TV: Attenborough’s Africa

Africa

 

David Attenborough has travelled a lot hasn’t he? He’s been to every corner of the world to document nature at its most diverse, eclectic and voluptuous. It seems the only way to cap-off an astonishing six decades of ground-breaking television broadcasting would be a trip to the moon.

Attenborough may be eighty-six-years-old and have won every honour that can be bestowed; Knighthood, Order of Merit, Fellow of this and Master of that, but those who love him still wish he could go on forever; his breathy, animated diction will one day be sorely missed.

Africa is a programme of grand eloquence, just like the continent itself. As Attenborough explains at the beginning of the first episode, it is “the world’s greatest wilderness, the only place on Earth to see the full majesty of nature.” It has deserts, rainforests, but also, “the most fertile savannahs on the planet.”

And so we see craters, snowy mountains, and hot, barren mounds. Yes, Attenborough shows still have their elements of natural comedy, the promiscuous exploits of the rhinos and the angry, Western-style show-downs of the giraffes. Turns out these giraffes, of the Hoanib River in Namibia, still have physical smack-downs for the business of not just territory, but the cool other sex. It was reminiscent of the 13th century British joust. And all over a girl.

Staying with romance, Attenborough’s cameras follow a group of rhinos at night in order to show how their day-time aggression is replaced with evening sociability. A failed attempt of one Casanova brings Attenborough’s impeccably witty line, “a girl can only put up with so much… The only way she can get rid of him is to pretend she’s asleep.”

Away from consummation though, serious nature lovers will undoubtedly admire the unique camera work Attenborough’s team have become famous for. Up-close we see leopards foraging for food, a drongo trying to outsmart a gaggle of meerkats, and a lizard daring to reach for his supper in the flies on a lion’s face.

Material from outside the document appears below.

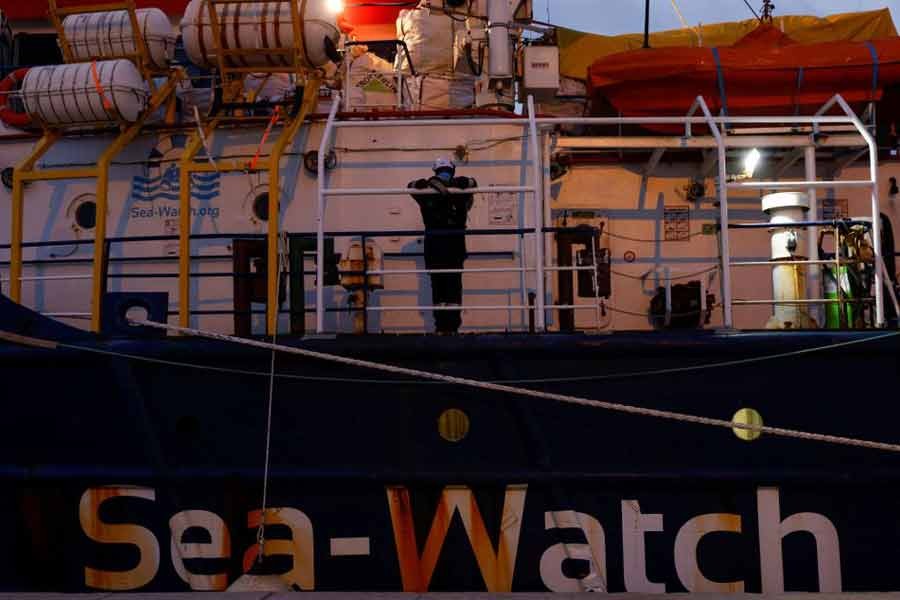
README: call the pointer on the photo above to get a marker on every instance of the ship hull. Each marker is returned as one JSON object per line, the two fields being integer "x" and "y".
{"x": 138, "y": 464}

It is truly breath-taking stuff; the photography consisting of stunning, slow-motion scenes which rely on none of the overblown Hollywood techniques. Instead Africa is another example of a beautifully subtle spectacle, void of the artificial tension that has come to ruin much else on television. Educational, exciting and full of quirkiness, Attenborough hits the nail on the head in his introduction to this wonderful new programme: “There’s nowhere in the world wildlife puts on a greater show.”

 

Africa is on BBC One on Wednesdays at 9pm.